Why do kids cut: What parents and teachers often get wrong about self-injury

Why do kids cut: What parents and teachers often get wrong about self-injury

It starts with a sharp, stinging sensation. Then, for a moment, the world goes quiet. It sounds backwards, right? Most people spend their entire lives trying to avoid pain, so when a parent finds a hidden blade or sees a series of straight-line scars on their teenager’s forearm, the reaction is usually pure, unadulterated panic. They think "suicide attempt." They think "attention-seeking."

But the reality of why do kids cut is usually much more complicated—and ironically, it's often about trying to stay alive rather than trying to end it.

Let’s be real. It’s terrifying. You’re looking at your child, someone you've protected from every scraped knee since they were a toddler, and realizing they are intentionally hurting themselves.
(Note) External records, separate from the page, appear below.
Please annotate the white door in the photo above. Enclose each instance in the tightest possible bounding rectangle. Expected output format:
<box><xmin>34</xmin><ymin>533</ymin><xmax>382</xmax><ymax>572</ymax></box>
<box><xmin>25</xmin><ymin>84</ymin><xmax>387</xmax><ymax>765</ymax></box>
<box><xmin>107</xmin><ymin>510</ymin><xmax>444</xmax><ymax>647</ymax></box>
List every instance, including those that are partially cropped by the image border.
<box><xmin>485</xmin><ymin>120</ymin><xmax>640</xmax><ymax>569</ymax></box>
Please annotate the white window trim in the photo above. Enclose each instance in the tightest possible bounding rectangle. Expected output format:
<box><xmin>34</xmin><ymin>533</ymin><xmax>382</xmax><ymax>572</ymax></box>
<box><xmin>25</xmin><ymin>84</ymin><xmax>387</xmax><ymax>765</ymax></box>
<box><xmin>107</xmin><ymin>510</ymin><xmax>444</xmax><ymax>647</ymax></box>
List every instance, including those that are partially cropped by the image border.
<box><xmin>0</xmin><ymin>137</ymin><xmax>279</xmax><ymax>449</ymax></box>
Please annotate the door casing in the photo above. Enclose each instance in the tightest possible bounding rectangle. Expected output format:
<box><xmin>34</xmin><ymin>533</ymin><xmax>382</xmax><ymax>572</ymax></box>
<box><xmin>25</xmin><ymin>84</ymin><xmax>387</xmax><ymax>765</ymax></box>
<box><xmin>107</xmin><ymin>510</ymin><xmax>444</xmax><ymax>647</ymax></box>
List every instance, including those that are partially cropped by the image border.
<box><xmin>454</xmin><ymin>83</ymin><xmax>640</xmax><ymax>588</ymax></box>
It feels like a failure of parenting. It isn’t. Nonsuicidal self-injury (NSSI) is a clinical phenomenon that has skyrocketed over the last decade. Research from the Journal of the American Academy of Child & Adolescent Psychiatry suggests that nearly 18% of adolescents have engaged in some form of self-harm. That’s nearly one in five. If you’re in a classroom of thirty kids, statistically, five or six of them might be carrying this secret.
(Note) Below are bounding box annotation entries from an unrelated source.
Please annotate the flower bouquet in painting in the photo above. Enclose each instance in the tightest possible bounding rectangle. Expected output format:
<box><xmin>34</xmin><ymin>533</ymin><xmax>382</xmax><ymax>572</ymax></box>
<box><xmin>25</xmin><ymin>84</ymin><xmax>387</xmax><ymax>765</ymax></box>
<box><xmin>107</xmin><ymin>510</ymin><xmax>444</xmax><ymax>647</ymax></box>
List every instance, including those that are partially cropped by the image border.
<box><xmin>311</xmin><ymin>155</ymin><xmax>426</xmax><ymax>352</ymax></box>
The neurochemistry of the "Release"

So, why do kids cut? Honestly, it’s often about brain chemistry. When a person experiences intense emotional pain—the kind that feels like a physical weight in the chest or a screaming noise in the head—the brain can’t always process it through words. Physical pain, however, is something the brain knows how to handle.

When the skin is broken, the body immediately floods the system with endorphins and enkephalins. These are the body’s natural painkillers. They are chemically similar to opiates. For a kid who is drowning in anxiety or numb from depression, that sudden rush of internal chemicals provides a momentary, "high" or a sense of "calm."

It’s a coping mechanism. A dangerous one, sure. But it works. That’s the problem.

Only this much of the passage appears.